No, yo no podía hablar con mi hijo de eso, encima mi marido ya había muerto para que dialogaran. Le pedí a mi cuñado que lo hiciera para que Alberto viera lo qué es el peronismo, pero él no quería escuchar. No nos peleábamos porque hubo como un pacto: dejamos de hablar sobre eso. Y yo no me siento gorila, sucede que conocía a los verdaderos anarquistas, la fuerza y la honestidad que tenían. Ellos no querían nada para sí. En cambio durante el peronismo se propalaron los abusos, la represión y la corruptela.

-Me hablaste del odio a la dictadura…
-Sí, fue la época más triste de la Argentina que yo haya visto. Los treinta mil, la destrucción de la economía y la que pasamos las Madres: Azucena, Mary, Esther secuestradas, los seguimientos, las persecuciones. A ambos lados de mi casa, en la que aún vivo, pusieron un cartel que decía “aquí vive Juana Pargament, madre de un subversivo”. Recuerdo que cuando vi los carteles venía de acompañar a una paraguaya exiliada que le habían secuestraron el marido. Fue un impacto grande. Pero después tuve una alegría: al lado de los carteles alguien había pegado una nota publicada en el Buenos Aires Herald a favor de los militantes que se llevaban. Llamé a un compañero y le conté, y él me dijo “ves Juanita, que hay un amigo en el barrio”. También en la cuadra de la Casa de las Madres nos pintaron las paredes de toda la calle “cueva de terroristas”. Y nosotras pusimos en el segundo piso donde estábamos, en el balcón, un cartel Asociación Madres de Plaza de Mayo, para que se sepa. La gente que pasaba nos alentaba: “madres no paren, sigan, no cierren la Casa”. Y seguimos, y seguimos y seguimos. No paramos nunca, los gobiernos pasan y las Madres quedan firmes, así, con todo, hasta hoy.

Construcciones

-¿Estuviste en Cuba?
-Sí, pero no viví en los grandes hoteles, viví con el pueblo. Ese pueblo que admiro ardientemente, porque sufre necesidades y angustias y sigue siendo un ejemplo moral para el mundo. Visité los hospitales, las escuelas, vi a los pibes saludables y cultos. Mi hijo y todos los compañeros tenían adoración por Cuba y por Fidel. El pueblo admira a su líder, y yo quisiera que dure por muchos años, quiero poder hablar con admiración por siempre de esta construcción que hicieron el Che, Fidel y el pueblo de Cuba.

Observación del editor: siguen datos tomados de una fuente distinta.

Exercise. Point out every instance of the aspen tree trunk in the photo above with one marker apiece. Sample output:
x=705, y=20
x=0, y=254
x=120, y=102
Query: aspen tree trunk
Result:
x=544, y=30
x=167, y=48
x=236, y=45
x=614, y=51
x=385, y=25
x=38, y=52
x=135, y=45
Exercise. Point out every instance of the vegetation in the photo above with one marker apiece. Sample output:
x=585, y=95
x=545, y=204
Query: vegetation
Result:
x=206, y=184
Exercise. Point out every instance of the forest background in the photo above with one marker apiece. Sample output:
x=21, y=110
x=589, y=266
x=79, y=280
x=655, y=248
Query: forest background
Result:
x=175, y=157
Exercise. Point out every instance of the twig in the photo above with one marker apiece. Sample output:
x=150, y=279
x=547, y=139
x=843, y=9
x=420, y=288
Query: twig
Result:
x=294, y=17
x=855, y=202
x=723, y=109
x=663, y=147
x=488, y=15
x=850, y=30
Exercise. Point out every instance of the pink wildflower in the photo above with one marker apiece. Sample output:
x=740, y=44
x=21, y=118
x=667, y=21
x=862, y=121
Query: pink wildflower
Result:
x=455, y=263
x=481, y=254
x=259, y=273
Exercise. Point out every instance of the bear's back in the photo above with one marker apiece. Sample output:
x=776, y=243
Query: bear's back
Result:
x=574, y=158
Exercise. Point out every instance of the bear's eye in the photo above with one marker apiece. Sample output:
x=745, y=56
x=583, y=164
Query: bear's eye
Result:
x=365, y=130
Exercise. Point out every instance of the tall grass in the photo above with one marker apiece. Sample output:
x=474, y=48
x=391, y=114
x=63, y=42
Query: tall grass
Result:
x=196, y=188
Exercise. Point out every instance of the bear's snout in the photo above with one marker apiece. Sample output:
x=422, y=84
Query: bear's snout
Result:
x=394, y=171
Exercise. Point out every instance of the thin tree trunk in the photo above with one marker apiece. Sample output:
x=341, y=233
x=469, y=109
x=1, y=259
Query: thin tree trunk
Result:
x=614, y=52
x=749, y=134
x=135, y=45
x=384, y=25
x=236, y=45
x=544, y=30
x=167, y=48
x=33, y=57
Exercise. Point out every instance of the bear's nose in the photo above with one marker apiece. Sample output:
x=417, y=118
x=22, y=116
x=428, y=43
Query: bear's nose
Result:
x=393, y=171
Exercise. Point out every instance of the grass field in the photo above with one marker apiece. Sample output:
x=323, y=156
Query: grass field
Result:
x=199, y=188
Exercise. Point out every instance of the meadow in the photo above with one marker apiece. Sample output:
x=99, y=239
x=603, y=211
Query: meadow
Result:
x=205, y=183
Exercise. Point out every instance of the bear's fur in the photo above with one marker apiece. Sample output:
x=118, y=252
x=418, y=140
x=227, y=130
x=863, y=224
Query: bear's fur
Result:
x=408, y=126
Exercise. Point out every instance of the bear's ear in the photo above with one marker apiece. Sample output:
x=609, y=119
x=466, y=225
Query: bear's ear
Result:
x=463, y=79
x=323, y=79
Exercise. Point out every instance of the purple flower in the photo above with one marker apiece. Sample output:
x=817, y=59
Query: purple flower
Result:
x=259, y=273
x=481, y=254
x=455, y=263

-¿Pensás en lo que pasará con la construcción de las Madres cuándo ya no estén las Madres?
-Tenemos la esperanza de que el esfuerzo que hacemos con la Universidad, con la lucha de la Plaza, tiene que generar sentimientos, actitudes, conciencia. Habrá compañeros que continuarán la obra y caminarán en la Plaza y desarrollarán aún más la Universidad. Muchos van seguir con la formación del hombre nuevo, que no empezó ni terminará con las Madres, me refiero al hombre consciente, al que se va educando en hermandad con los otros y busca y realiza una salida colectiva de justicia y dignidad para sus semejantes. Tengo plena confianza en que va a ser así. Hace unos años, mi nieta Denise estaba en primer grado y tenía que llevar a la escuela una foto de la abuela. Ella solita recortó del diario una foto mía en la que tenía puesto el pañuelo, luego la pegó en el cuaderno y escribió “esta es mi abuela con pañuelo, porque va a la Plaza de Mayo a reclamar por mi tío que se llevaron los milicos”. La maestra puso el grito en el cielo, porque estaba en la vereda de enfrente. Y así pasa en el país: hay que parir esa Argentina valiosa que quieren abortar los dueños del poder, o los que reproducen su ideología, pero que se gesta con fuerza en mis nietos, y no quiero hablar sólo de mis nietos, hablo de miles de jóvenes y de todos los compañeros. ¿O vamos a permitir que los sueños de treinta mil hijos se los lleve el viento? ¿O vamos a permitir que el privilegio de unos pocos le gane a nuestro amor empecinado?